Dalian Wanda is far from the first Chinese investor to pay serious attention to the opportunities being presented by Moscow's urban development plan.
In May, China Railway Construction Corp Ltd, a major State-owned company, for instance, signed a memorandum of understanding with Moscow officials to participate in the building of a 15-kilometer underground line connecting Moscow and New Moscow, itself part of the city's overall $40 billion transportation expansion plan.
Other Chinese participants in the project include Hong Kong Mass Transit Railway, Henderson Land Development Co Ltd and Hang Lung Group Ltd.
"We used to import railway equipment from Europe. But now I have ordered my staff to source all equipment from Asia, including China," said Deputy Mayor Khusnullin.
What makes China especially appealing to Moscow is the country's experience of fast urban expansion. By 2020, the Russian capital hopes to have completed the construction of 150 km of metro lines, according to Karima Nigmatulina, acting director of the Moscow General Planning Research and Project Institute.
"The only cities that can compare to that rate are Chinese cities. It is interesting to cooperate with counterparts who work at the same pace," she said.

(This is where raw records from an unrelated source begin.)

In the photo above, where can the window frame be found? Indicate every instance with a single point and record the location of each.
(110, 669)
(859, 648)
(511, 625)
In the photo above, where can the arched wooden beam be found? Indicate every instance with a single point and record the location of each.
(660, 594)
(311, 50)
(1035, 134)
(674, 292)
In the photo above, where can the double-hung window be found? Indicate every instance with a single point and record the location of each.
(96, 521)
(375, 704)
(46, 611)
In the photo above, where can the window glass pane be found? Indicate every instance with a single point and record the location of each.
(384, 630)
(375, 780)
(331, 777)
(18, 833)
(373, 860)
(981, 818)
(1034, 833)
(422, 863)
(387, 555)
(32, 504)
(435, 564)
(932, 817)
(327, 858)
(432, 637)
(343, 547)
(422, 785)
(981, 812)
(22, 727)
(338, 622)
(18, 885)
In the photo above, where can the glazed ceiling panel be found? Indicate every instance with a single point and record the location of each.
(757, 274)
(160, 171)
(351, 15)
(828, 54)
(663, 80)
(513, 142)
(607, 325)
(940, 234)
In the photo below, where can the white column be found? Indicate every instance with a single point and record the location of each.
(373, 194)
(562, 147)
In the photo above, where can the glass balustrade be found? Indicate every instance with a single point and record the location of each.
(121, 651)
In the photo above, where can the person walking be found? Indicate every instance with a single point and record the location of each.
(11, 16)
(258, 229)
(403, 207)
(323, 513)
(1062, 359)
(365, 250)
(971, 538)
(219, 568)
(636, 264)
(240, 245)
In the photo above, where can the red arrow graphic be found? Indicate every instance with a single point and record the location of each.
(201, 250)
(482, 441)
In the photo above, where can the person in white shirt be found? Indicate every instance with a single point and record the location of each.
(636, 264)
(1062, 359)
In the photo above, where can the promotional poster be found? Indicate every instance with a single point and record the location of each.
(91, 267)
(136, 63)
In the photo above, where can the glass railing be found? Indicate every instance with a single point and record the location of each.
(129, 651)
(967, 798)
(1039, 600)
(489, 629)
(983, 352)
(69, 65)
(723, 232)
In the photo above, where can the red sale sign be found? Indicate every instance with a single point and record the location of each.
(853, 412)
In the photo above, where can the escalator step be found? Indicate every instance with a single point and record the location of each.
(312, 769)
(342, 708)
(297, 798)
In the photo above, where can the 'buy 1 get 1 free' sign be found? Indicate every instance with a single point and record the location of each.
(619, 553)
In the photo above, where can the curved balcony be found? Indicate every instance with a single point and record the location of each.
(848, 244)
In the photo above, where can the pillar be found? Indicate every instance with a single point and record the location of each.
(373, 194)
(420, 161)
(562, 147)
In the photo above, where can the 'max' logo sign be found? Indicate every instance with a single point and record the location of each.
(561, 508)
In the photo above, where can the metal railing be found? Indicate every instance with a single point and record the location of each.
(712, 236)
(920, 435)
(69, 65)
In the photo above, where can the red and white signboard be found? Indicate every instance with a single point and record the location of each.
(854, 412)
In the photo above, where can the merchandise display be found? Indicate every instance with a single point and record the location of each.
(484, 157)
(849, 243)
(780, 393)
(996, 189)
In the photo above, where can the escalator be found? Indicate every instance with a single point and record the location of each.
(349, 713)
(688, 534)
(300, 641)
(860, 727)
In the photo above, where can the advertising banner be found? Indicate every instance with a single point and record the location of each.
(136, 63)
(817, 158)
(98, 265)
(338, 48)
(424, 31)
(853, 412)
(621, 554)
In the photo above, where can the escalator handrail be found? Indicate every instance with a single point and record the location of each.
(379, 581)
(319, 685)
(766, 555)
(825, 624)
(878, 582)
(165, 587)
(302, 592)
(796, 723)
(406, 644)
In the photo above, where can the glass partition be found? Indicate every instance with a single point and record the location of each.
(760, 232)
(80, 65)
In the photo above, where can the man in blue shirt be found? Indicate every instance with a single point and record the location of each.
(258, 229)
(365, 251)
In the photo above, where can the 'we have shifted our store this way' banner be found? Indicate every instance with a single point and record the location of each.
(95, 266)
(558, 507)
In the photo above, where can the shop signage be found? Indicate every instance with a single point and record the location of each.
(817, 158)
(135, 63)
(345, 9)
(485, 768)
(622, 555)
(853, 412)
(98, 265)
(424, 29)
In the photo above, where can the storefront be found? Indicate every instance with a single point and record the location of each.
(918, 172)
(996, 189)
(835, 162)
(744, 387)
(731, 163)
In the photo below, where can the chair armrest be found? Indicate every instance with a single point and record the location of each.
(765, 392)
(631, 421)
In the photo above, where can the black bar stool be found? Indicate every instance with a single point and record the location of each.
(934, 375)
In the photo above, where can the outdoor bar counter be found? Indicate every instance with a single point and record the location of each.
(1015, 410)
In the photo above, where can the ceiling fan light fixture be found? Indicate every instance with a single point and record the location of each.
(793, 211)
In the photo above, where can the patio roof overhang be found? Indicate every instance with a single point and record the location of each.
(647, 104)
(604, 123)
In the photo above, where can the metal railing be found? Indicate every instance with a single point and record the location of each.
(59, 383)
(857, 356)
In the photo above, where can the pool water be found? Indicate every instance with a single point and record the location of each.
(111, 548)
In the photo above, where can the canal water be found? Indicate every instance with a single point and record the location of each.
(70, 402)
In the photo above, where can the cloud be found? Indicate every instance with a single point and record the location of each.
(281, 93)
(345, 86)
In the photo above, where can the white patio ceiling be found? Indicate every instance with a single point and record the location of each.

Massive real estate demand and much-faster decision-making and construction processes compared to Western cities also make Moscow very attractive to Chinese investors, Nigmatulina said.
Xu Hongcai, an economist at the China Center for International Economic Cooperation, said he expects the falling rouble and depressed asset prices in Russia to continue to offer more investment opportunities for Chinese companies.
"It is certainly a good time to invest in Russia, where greater bargains and better deals are emerging all the time," he said, adding the caveat that Chinese companies looking to invest or work in the country should always push for settlement in the yuan to avoid the exchange rate risk.
Some experts are warning, however, that a major Russian economic recession is looming and confidence is waning, with many international investors now dumping the Russian currency.
Benjamin Barber, an American political theorist and researcher at the City University of New York, has doubts about the viability of longer-term prospects between China and Russia.
"Every time there is a crisis with the West, it pushes China and Russia closer. But it is very unlikely to work in the long term," he said.
"Global interdependence makes it harder for the Russia-China game to play," he said, adding that corruption, lack of transparency and an unstable financial market also make Russia a risky investment destination.
Xu Hongcai insists that Russia will inevitably change its single-structure economy currently based on energy exports, and will require closer cooperation with neighbors in the East including China.
"In the long run, it is strategically important for Russia to develop closer business ties with China and to diversify its economic structure, which will offer Moscow greater room to maneuver when crisis happens," Xu said.
"But China is not naive enough to think that Russia sees China as a 'hardcore' loyal business partner. Putin's recent visit to India has told us something else."